To resolve a conflict, we need to add another change. Conflict
resolution is a specific type of change, where nodes and edges are
added to the graph to re-instate a total ordering on the live content
nodes.
We will apply this simplest resolution and remove the conflict
markers in our file to indicate we want those lines in that
order. Recording this change in Pijul produces a new change type:
# Dependencies
[2] 5FA3JXMKJAW4CZ5SDKQNE4X7ZGGS4SU27IDQGC4WEJ3DPBBCPXUAC # alice wuz here
[3] NXYTYEG7LFI2COMCN3JZXR7GXKHHH5Y3IUNWRZZJ6KSKCZMMIL3QC # bob
wuz here
[4]+NDZBWWPUTO3QMOZ4UMZZGETAZQPGPJZJDY74FR7VICYUKO3RF3LAC # add test.txt
# Hunks
1. Solving an order conflict in "test.txt":3 4.1 "UTF-8"
up 2.3, new 0:0, down 3.1
The change file itself has no contents! The one hunk it contains only
contains information about the graph. Specifically, a node `R [0;0[`
is added to the graph with forward edges going from `A [1;3[` to
`B [1;3[`. Now our live nodes have a total ordering among them again.

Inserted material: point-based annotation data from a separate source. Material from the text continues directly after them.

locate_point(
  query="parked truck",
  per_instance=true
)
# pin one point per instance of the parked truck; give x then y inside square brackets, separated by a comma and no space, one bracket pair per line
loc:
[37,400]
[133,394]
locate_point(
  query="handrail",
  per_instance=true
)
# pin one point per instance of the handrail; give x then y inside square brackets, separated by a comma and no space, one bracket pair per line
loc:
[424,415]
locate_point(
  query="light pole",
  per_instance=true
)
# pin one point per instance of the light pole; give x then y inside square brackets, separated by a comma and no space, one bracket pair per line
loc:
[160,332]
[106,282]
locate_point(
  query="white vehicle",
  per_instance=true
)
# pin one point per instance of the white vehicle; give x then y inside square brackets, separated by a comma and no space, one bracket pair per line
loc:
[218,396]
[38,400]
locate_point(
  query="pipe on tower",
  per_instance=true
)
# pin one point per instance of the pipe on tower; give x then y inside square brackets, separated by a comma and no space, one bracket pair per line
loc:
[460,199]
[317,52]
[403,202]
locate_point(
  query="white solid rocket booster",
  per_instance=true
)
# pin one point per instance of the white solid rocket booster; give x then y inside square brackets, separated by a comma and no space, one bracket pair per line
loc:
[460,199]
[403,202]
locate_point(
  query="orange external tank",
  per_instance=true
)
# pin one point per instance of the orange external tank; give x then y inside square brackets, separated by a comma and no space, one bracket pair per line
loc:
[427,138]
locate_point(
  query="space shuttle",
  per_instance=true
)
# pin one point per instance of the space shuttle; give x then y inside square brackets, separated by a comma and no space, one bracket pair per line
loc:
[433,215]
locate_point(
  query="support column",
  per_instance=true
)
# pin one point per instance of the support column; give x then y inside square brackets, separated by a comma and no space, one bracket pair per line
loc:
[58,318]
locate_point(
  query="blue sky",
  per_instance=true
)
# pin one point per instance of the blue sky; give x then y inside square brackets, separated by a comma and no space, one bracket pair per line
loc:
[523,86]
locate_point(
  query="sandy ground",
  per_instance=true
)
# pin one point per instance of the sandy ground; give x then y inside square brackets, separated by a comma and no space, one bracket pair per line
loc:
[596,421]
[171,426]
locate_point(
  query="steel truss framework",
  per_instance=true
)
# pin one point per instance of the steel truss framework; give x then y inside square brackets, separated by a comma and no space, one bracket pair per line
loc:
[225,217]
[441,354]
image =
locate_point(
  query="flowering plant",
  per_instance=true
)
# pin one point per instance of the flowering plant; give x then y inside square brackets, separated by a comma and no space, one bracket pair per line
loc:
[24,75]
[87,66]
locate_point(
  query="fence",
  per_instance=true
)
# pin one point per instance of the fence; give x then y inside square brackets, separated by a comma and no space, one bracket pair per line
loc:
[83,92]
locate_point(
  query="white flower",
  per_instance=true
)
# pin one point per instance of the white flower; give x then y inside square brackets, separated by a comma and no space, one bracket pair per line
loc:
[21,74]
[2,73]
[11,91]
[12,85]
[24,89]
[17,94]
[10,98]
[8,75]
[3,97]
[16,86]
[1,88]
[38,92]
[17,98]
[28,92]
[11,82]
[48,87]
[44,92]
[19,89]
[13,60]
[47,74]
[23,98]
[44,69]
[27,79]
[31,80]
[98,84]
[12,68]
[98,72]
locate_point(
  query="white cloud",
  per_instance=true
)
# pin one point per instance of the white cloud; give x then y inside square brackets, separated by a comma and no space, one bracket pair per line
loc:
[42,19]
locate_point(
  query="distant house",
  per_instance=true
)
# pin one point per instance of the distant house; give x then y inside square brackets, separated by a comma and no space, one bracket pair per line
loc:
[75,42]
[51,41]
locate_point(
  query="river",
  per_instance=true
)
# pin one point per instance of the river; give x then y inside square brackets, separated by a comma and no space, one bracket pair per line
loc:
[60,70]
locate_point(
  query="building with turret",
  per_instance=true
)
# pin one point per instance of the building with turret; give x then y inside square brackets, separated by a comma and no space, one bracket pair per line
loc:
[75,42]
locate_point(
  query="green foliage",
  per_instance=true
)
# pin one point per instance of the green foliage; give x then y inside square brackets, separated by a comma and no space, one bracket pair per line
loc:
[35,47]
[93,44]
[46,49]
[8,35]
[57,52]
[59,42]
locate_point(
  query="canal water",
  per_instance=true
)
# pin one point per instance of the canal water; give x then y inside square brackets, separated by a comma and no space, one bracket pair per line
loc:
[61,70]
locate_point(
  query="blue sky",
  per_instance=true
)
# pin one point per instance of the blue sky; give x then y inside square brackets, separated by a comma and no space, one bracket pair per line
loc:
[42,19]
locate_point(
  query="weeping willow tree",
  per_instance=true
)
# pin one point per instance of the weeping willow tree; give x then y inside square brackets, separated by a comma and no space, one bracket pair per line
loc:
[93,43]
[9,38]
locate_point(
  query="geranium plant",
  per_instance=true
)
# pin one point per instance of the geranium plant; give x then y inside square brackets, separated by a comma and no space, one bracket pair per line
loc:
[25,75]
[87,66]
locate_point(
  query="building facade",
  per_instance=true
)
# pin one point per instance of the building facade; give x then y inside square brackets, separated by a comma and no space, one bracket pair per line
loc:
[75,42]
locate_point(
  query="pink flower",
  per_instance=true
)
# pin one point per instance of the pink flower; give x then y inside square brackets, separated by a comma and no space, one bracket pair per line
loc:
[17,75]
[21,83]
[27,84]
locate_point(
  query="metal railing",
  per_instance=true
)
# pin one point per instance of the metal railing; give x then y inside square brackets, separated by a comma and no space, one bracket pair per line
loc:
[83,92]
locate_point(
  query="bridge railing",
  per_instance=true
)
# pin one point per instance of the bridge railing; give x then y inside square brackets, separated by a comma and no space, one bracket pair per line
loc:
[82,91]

The astute reader will have noticed that at no point were nodes or
edges removed from the graph. This is a feature of Pijul, it is an
_append-only_ system. There does not appear to be a safe way to remove
nodes or edges without potentially causing problems later on. The
benefit here (which is hopefully clear now) is that we an undo the
conflict resolution and apply some other resolution, because Pijul has
all the information required to do that.
If you made it this far, thank you for reading! I know it was a long read.